Jackson is not “just a JSON library” in most shops. It is an infrastructure dependency: it sits on API boundaries, service-to-service payloads, streaming pipelines, gateways, ingestion jobs, and message consumers. That’s why GHSA-72hv-8253-57qq matters even though its headline is “only DoS.” The issue is not a theoretical micro-optimization flaw. It’s a consistency break in constraint enforcement: Jackson’s synchronous parser enforces numeric length limits, while the non-blocking async parser path silently bypasses them, enabling unbounded resource consumption in a class of applications that often exist precisely to handle large volumes of data efficiently. (GitHub)

This write-up is built from primary sources: the GitHub-reviewed advisory, the upstream Jackson security advisory and patch, the release notes that reference the fix, and the relevant API docs for the constraint system. Where it helps with real-world operations, it also pulls in ecosystem signals from downstream projects and scanners that surfaced GHSA-72hv-8253-57qq in practice. (GitHub)

What GHSA-72hv-8253-57qq is, in one paragraph

GHSA-72hv-8253-57qq is a high-severity vulnerability in com.fasterxml.jackson.core:jackson-core où les non-blocking async JSON parser bypasses StreamReadConstraints.maxNumberLength (default 1000). An attacker who can send JSON to an application that uses this async parser path can include an arbitrarily long number token, forcing unbounded memory allocation in buffering and potentially severe CPU exhaustion during numeric conversions, resulting in a denial of service. (GitHub)

That “uses the async parser path” clause is the operational pivot. Not every Jackson deployment is equally exposed; the difference between synchronous parsing and non-blocking parsing matters here. (GitHub)
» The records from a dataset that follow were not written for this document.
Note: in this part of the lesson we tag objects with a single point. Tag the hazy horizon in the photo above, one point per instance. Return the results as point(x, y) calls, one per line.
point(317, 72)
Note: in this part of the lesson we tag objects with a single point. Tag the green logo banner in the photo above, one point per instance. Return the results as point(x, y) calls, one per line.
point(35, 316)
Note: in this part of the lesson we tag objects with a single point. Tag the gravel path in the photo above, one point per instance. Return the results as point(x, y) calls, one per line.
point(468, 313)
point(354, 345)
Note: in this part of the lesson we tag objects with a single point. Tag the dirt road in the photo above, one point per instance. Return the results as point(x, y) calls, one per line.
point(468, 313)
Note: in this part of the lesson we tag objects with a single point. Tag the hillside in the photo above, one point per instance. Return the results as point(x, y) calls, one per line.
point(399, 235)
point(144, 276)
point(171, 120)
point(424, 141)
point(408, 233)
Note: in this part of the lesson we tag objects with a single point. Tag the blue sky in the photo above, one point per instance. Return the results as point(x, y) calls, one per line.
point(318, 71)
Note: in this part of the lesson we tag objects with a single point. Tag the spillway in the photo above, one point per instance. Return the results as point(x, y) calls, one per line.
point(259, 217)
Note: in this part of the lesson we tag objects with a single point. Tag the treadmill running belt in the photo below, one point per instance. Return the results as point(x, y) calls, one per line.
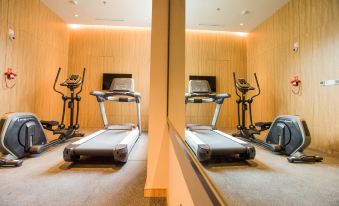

Key facts you can paste into a security advisory without hand-waving

Affected and fixed versions, jackson-core 2.x and 3.x

The GitHub-reviewed advisory lists the affected and patched ranges as follows:

  • Affected: >= 2.0.0, <= 2.18.5, >= 2.19.0, < 2.21.1, >= 3.0.0, < 3.1.0
  • Patched: 2.18.6, 2.21.1, 3.1.0 (GitHub)

GitLab’s advisory database mirrors the fixed versions and expresses the affected ranges as “from 2.0.0 before 2.18.6, from 2.19.0 before 2.21.1, from 3.0.0 before 3.1.0.” (GitLab Advisory Database)

ComposantVulnerable rangesVersions corrigées
jackson-core 2.x2.0.0 → 2.18.5, 2.19.0 → 2.21.02.18.6, 2.21.1
jackson-core 3.x3.0.0 → 3.0.x before 3.1.03.1.0

The upstream security advisory for Jackson-core also frames the issue as an async parser number-length constraint bypass and emphasizes the same constraint default (1000) and DoS impact. (GitHub)

Severity and scoring nuance

  • GitHub marks it Haut and shows a CVSS v4 base score 8.7, with Availability impact rated High. (GitHub)
  • GitLab lists a CVSS 3.1 vector and a 7.5 High score. (GitLab Advisory Database)

This difference isn’t “disagreement” about risk; it’s primarily different scoring versions and publication contexts. If your org standardizes on CVSS v3.1, use the GitLab vector as a compatible reference; if you’re already moving to CVSS v4, the GitHub advisory is immediately usable. (GitHub)

Does it have a CVE

As of the GitHub-reviewed advisory page, there is no known CVE ID for GHSA-72hv-8253-57qq. (GitHub)

That matters for tooling and workflows, because many enterprise pipelines still key off CVE IDs. You should treat this as a first-class vulnerability anyway: GHSA identifiers are stable, machine-consumable, and recognized across modern SCA tooling—just not always in older “CVE-only” gates. (GitHub)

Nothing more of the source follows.